Phillip Layton Edwards is certainly not the sort of person any community would want roaming the streets.

The former Napier man is alleged to have abducted two-year-old Gabriel Donnelly from an address in Auckland at the weekend. Thankfully the little boy is back with his mother, but at the time of writing, Edwards was still out there.

Make no mistake, Edwards is a troubled and dangerous man. In 2004 he was found guilty of the manslaughter of celebrity fashion and interior designer David McNee, 55, in Auckland. He was sentenced to nine years in prison after brutally killing Mr McNee in July 2003.

In light of the alleged abduction at the weekend, a decision by the Parole Board to release Edwards in February last year will come in for some criticism, but it seems as if, once again, the board had no choice.

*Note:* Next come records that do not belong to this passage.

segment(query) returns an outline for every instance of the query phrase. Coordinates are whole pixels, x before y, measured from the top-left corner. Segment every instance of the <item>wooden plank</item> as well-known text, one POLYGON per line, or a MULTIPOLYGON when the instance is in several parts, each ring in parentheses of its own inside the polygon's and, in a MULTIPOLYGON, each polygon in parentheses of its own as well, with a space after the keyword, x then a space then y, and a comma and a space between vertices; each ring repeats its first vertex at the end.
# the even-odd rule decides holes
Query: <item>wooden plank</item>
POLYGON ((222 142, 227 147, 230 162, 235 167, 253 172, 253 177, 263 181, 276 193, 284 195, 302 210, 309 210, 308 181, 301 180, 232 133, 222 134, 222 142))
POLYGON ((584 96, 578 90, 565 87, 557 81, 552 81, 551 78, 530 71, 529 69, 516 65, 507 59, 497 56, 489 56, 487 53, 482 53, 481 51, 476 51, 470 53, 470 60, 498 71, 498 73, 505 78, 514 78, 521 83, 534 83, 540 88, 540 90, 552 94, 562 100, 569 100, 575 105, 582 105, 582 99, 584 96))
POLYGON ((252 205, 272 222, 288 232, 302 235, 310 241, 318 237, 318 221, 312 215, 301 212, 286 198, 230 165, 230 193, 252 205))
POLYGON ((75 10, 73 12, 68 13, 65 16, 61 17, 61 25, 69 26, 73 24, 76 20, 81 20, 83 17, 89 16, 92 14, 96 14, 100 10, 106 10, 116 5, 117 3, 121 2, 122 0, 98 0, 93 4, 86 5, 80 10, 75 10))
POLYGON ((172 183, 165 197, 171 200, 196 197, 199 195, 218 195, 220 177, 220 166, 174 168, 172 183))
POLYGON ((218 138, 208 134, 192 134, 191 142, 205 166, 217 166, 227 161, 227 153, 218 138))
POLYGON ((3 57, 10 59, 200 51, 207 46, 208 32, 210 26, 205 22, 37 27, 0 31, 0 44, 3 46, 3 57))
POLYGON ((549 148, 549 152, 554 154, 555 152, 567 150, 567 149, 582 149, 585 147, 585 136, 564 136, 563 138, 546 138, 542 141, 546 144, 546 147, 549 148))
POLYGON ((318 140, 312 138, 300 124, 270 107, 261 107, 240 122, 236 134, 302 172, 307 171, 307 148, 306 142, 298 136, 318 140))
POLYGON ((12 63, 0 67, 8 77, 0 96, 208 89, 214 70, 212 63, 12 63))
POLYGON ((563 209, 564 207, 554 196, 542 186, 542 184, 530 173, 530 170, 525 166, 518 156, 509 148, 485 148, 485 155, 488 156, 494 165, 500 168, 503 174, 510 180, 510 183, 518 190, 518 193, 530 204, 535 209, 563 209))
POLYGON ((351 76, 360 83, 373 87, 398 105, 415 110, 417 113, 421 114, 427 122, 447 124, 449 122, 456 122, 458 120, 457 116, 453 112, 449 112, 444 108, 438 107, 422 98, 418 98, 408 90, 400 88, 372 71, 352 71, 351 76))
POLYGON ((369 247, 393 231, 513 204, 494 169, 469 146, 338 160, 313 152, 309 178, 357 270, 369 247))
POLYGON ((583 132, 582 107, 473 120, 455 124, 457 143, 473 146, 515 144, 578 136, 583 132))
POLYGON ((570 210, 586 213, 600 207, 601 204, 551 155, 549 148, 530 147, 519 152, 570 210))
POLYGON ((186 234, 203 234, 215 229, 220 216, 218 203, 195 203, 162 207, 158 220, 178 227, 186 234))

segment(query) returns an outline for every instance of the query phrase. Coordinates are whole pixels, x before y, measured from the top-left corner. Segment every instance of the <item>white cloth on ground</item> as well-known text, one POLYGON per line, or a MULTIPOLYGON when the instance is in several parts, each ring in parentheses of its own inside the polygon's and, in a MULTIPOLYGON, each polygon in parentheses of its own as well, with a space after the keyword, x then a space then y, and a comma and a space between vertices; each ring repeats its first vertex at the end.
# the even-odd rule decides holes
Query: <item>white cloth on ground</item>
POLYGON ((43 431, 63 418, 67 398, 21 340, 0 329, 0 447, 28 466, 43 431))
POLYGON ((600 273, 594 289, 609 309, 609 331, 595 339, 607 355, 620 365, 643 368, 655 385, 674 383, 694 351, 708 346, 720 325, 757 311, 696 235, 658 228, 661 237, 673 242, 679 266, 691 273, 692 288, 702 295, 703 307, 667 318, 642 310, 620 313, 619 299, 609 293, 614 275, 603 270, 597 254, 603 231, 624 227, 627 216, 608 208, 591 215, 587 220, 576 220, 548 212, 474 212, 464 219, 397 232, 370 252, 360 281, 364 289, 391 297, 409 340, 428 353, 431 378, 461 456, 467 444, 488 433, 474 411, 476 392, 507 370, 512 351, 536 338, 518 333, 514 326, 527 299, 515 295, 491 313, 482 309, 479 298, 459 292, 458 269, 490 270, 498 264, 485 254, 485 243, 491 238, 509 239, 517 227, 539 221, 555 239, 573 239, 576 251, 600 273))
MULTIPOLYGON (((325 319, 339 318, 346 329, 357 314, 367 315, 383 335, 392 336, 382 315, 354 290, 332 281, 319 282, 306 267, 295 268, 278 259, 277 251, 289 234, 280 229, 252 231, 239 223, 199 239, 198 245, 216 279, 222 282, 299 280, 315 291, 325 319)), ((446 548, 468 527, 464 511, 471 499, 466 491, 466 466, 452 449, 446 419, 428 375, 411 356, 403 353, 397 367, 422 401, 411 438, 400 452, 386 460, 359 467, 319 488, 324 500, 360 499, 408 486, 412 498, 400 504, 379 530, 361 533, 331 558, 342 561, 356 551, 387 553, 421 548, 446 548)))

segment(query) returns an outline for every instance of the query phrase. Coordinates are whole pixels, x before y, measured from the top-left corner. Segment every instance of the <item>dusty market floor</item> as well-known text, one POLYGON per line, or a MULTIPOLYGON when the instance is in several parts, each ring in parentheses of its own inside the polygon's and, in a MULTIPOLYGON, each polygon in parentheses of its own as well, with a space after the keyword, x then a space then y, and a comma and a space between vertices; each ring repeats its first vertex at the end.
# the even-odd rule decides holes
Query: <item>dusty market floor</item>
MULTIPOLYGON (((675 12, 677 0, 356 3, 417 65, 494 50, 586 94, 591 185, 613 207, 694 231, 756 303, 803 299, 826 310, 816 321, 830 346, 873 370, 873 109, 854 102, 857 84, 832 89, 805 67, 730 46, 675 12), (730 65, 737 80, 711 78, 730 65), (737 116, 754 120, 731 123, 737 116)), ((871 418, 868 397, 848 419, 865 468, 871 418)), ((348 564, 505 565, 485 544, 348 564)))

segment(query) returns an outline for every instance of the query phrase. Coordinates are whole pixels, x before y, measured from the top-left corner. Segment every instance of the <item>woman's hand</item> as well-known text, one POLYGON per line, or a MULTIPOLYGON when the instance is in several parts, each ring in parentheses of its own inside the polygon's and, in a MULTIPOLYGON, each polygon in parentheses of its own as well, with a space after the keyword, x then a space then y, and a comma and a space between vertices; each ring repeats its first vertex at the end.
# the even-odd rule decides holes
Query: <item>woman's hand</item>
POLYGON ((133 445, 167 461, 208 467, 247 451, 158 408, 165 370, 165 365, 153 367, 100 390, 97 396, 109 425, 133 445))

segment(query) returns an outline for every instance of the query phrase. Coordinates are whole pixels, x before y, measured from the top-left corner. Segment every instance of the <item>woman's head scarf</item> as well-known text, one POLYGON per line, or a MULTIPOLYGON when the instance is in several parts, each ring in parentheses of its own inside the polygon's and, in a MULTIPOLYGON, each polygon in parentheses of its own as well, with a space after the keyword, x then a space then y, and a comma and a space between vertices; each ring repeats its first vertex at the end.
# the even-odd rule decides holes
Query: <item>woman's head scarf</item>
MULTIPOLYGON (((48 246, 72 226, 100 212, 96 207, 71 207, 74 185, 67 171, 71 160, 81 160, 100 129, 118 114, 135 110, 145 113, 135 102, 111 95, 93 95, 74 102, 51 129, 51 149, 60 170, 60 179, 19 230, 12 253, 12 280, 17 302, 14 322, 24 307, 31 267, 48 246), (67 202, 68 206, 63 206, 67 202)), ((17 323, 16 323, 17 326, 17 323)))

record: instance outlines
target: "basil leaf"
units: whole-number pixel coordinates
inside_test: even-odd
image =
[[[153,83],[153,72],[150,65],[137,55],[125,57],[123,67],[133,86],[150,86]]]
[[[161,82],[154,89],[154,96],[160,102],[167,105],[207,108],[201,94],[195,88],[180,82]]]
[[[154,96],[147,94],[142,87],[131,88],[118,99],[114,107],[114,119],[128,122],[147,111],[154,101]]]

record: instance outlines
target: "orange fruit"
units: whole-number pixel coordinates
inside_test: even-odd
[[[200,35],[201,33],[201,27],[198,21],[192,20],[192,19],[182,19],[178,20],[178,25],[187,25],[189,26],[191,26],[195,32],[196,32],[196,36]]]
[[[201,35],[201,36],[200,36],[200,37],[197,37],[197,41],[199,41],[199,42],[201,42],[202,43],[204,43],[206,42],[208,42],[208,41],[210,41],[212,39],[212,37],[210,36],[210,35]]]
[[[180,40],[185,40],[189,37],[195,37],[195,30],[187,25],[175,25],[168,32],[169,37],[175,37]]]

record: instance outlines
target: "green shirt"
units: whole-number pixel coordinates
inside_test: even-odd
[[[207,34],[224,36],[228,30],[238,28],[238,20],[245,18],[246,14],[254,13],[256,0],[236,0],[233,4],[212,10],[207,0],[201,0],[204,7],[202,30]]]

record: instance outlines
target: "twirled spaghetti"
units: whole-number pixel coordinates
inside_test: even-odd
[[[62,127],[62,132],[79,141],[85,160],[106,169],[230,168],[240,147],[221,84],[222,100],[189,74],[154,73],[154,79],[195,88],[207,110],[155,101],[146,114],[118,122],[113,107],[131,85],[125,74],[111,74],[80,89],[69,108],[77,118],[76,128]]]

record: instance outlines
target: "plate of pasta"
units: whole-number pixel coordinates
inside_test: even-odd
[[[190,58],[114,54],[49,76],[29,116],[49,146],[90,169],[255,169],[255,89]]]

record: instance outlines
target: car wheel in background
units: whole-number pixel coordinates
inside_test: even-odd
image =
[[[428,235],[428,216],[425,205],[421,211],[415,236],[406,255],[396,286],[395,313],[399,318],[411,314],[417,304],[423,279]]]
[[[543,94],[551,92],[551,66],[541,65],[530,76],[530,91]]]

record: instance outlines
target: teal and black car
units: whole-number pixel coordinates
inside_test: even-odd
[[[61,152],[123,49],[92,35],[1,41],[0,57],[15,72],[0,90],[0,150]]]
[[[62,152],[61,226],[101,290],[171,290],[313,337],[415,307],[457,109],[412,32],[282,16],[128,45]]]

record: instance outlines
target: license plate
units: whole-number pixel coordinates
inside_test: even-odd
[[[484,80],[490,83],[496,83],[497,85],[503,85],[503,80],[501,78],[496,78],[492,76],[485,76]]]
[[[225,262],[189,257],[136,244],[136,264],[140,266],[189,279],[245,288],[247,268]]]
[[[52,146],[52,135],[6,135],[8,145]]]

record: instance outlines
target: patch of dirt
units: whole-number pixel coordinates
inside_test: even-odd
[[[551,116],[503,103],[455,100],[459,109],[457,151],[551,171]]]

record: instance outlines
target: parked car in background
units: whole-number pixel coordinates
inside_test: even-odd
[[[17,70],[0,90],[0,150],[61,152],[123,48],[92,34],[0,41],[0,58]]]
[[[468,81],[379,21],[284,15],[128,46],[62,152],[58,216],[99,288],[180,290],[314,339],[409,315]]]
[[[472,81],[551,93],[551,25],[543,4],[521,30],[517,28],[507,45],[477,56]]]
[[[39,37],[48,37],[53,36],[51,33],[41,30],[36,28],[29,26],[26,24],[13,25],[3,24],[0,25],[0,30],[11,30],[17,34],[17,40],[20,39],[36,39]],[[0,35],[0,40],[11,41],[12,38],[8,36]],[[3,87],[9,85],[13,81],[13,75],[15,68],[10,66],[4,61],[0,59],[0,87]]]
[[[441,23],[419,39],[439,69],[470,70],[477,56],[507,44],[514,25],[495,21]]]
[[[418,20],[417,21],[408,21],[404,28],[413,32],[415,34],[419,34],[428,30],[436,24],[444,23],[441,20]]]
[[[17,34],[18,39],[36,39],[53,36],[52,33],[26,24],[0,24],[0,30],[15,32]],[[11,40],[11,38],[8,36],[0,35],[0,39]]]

When releasing him, the parole board said: "The psychologist assessed him as posing a high risk of violent reoffending. The release proposal is that he would have mental-health-supported accommodation. That will be important to him."

The disturbing thing about this case is that Edwards killed Mr McNee only 11 days after being released from prison in Hawke's Bay, where he had been serving a sentence for assaulting a female. He was released with conditions at that stage as well.

It is incredible to think that this man is at large again. If our justice system and the Parole Board do not have the tools at their disposal to keep men like him in jail, then it is time to change the law. Clearly he is a danger and when he is caught - hopefully before he violently offends again - the justice system need to be able to ensure he can never be a threat to society again.